This evening I went to the Dar Merit publishing house for a chat with Mohamed Hashem about the publishing business before and after the revolution. As I left the hostel Twitter was just beginning to sound the alarm about violent clashes at a football match in Port Said.
At Dar Merit I sat with a group of shocked and angry Egyptians as the disaster unfolded on television. After a while the scene shifted to Cairo, where a Zamalek-Ismailliya game was stopped due to the news from Port Said. Some fans there started a fire, and there was other unrest.
I remembered then that a fellow guest from the hostel had gone to the Zamalek game and invited me. I had declined in order to meet Mohamed. I don’t know yet whether my fellow guest was caught up in events at the Cairo stadium. I hope to see him soon, safe and well.

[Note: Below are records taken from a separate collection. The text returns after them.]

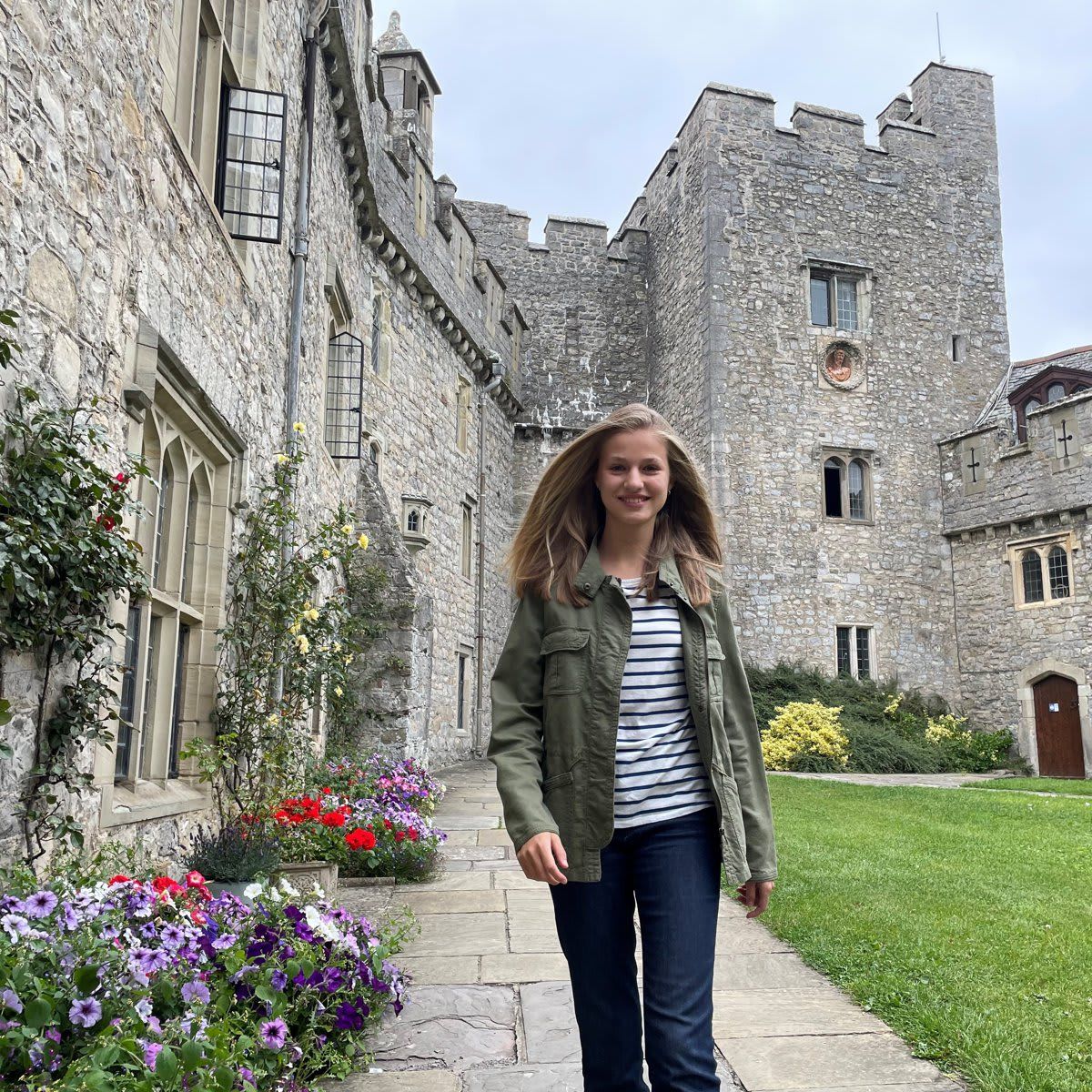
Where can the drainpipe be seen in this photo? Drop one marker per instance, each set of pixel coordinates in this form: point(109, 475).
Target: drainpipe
point(298, 251)
point(498, 372)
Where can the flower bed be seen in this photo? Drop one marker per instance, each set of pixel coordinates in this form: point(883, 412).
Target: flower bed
point(139, 986)
point(371, 817)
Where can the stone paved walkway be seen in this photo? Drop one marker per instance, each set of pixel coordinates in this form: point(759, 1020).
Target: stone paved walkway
point(491, 1009)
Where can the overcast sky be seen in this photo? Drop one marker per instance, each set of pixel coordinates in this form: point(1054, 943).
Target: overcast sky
point(554, 106)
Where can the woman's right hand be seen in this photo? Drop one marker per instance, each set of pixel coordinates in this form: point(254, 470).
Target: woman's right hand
point(541, 857)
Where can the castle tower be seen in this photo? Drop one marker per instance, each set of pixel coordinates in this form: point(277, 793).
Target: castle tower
point(409, 87)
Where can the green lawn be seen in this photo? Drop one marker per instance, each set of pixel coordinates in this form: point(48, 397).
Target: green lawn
point(1074, 785)
point(964, 920)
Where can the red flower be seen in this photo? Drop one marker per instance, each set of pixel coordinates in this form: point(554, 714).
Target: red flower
point(360, 839)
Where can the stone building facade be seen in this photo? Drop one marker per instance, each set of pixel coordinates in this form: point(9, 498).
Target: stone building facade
point(813, 312)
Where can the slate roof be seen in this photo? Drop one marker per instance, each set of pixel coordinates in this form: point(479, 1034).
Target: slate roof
point(1019, 371)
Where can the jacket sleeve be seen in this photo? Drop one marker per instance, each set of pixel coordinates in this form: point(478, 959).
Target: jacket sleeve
point(746, 749)
point(516, 743)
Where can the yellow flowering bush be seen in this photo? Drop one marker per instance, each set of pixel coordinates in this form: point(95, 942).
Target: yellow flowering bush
point(805, 735)
point(945, 727)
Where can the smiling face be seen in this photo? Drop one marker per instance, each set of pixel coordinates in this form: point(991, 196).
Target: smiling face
point(632, 476)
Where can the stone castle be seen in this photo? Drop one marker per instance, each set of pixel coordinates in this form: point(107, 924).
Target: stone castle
point(823, 319)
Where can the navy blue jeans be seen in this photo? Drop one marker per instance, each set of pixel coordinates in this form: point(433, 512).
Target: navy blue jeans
point(672, 871)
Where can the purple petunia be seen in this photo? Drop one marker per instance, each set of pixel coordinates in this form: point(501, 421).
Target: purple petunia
point(86, 1011)
point(273, 1033)
point(196, 992)
point(15, 925)
point(39, 905)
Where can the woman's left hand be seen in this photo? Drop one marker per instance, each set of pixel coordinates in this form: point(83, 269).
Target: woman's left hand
point(754, 895)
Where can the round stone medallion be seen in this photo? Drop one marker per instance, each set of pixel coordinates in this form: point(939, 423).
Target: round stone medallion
point(842, 365)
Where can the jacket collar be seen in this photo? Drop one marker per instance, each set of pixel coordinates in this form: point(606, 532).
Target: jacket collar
point(591, 576)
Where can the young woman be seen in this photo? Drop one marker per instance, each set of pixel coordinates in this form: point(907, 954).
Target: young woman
point(627, 753)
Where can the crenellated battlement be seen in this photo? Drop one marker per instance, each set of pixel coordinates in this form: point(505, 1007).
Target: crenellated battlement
point(948, 107)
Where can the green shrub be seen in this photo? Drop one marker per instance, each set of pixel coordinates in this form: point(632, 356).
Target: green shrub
point(888, 730)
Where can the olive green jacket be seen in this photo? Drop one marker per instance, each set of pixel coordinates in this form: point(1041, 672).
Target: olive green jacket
point(555, 720)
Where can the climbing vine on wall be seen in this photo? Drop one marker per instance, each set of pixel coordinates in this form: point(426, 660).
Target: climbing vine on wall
point(65, 560)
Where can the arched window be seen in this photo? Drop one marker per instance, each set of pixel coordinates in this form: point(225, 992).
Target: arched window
point(1031, 569)
point(1057, 566)
point(834, 473)
point(845, 489)
point(856, 490)
point(162, 518)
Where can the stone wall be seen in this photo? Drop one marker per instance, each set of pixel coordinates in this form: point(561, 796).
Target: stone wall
point(108, 232)
point(775, 200)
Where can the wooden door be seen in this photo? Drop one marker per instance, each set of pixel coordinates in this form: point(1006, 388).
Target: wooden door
point(1058, 729)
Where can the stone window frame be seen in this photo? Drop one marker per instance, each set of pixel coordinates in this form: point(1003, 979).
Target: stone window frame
point(1041, 546)
point(230, 55)
point(420, 200)
point(339, 321)
point(467, 538)
point(847, 457)
point(831, 271)
point(463, 399)
point(1032, 396)
point(853, 650)
point(462, 247)
point(168, 681)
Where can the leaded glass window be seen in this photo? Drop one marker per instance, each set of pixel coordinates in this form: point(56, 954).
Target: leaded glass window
point(1031, 568)
point(1057, 565)
point(864, 660)
point(820, 301)
point(844, 650)
point(856, 490)
point(846, 293)
point(250, 186)
point(344, 396)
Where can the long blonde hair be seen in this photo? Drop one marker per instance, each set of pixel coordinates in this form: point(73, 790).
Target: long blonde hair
point(566, 514)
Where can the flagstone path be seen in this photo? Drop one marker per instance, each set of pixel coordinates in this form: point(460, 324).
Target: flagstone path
point(491, 1011)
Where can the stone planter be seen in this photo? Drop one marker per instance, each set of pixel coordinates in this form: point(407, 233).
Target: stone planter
point(304, 875)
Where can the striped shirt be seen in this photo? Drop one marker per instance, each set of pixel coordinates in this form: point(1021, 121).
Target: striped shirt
point(659, 773)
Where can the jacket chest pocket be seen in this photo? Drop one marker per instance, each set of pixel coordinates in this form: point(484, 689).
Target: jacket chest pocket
point(565, 659)
point(715, 656)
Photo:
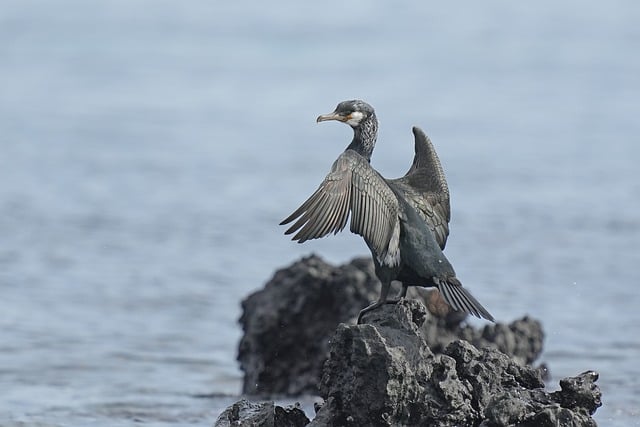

At Dar Merit, discussion alternated between the ordinary human reactions to such horrors, and analysis of the political implications. A commentator on the Ahly TV channel was berating the governor and security officials and club management for the disaster at Port Said. No doubt they could all have done more/better/differently. But as with other institutions in Egypt, football will have to remake itself, meaning everyone taking responsibility from the fans to the teams to government officials. Revolution means new beginnings, and possibilities, and everybody deciding what kind of country they want to live in, and how they will build it.
There was no question of trying to discuss publishing with Mohamed while these scenes were in front of us, and the death toll kept mounting. After a while I excused myself. I’ll go back.
I am looking forward to James Dorsey’s analysis of these awful events.